This thread has been locked.

If you have a related question, please click the "Ask a related question" button in the top right corner. The newly created question will be automatically linked to this question.

OpenMP QMSS manual setup

Other Parts Discussed in Thread: TMS320C6670, SYSBIOS

Hi, everyone,

I'm using TMS320C6670 DSP and trying to implement OpenMP in my project. But I need to do a manual QMSS initialization since it's used for other peripherals (Ethernet, FFTC).
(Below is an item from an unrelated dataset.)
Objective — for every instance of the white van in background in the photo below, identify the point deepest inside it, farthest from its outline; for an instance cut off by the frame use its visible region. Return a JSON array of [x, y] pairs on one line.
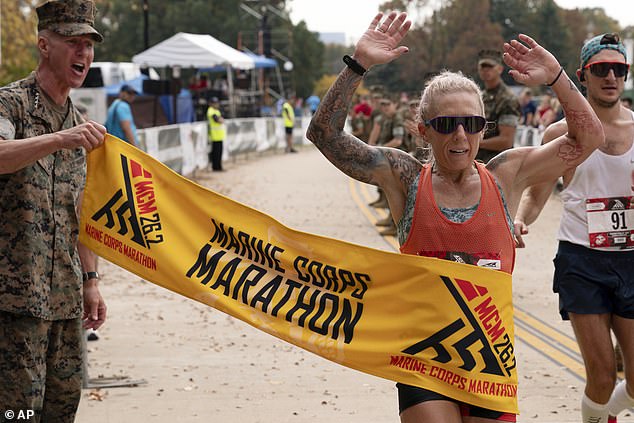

So I took OpenMP 2_01_16_03 Hello_world example and modify it a bit:

#define PAD     (64)
#define PNUM    (16384)
#define OPAD    (8)
#define TRNUM   (4)

#pragma DATA_SECTION(iqs, ".inputbuff");
#pragma DATA_SECTION(data, ".inputbuff");
#pragma DATA_ALIGN(iqs, 128);
#pragma DATA_ALIGN(data, 128);
#pragma DATA_ALIGN(win, 128);
float    data[2*(PNUM+PAD)];
float   iqs[2*PNUM];
float   win[PNUM];

inline static float * restrict windowing(
    int         n          // number of sampled data
)
{
    short i;
    float ampl = (float)(1./(1<<0));

    for (i=0; i < n; i++)
    win[i] = (float) ampl;

    return win;
}
int main (int argc, char *argv[]) {

  int i, n_treds,c_l_n,cl_pc,num_p_pc,iq_pairs;
  double st_o=0.0,fn_o=0.0;
  float *win;

  win = windowing(PNUM);

  omp_set_num_threads(TRNUM);

  iq_pairs=64/sizeof(float); // number of IQ pairs in one cache line (128 bytes)
  c_l_n= (PNUM+iq_pairs-1)/iq_pairs;// cache lines number
  cl_pc= (c_l_n +3)/4; // cache lines per core number.
  num_p_pc = cl_pc*iq_pairs; // number of IQ pairs per core

  st_o = omp_get_wtime();
#pragma omp parallel shared (data,iqs,win) private (i)
  {
	  int id;
      float * restrict pout;
      const float * restrict pin,* restrict pw;
	  id=omp_get_thread_num();

      pout=&data[PAD+id*num_p_pc];
      pin=&iqs[id*num_p_pc];
      pw=&win[id*num_p_pc];
#pragma omp for
      for (i=0;i<num_p_pc/2;i++)
      {
    	  pout[2*i]=pin[2*i]*pw[i];
    	  pout[2*i+1]=pin[2*i+1]*pw[i];
      }
  }
  fn_o = omp_get_wtime();
  printf("Calculation time = %f mus\n", (fn_o-st_o)*1000000);
}

If i using standard example platform and config file with this code everything calculating just fine, ~4 times faster than sequential code.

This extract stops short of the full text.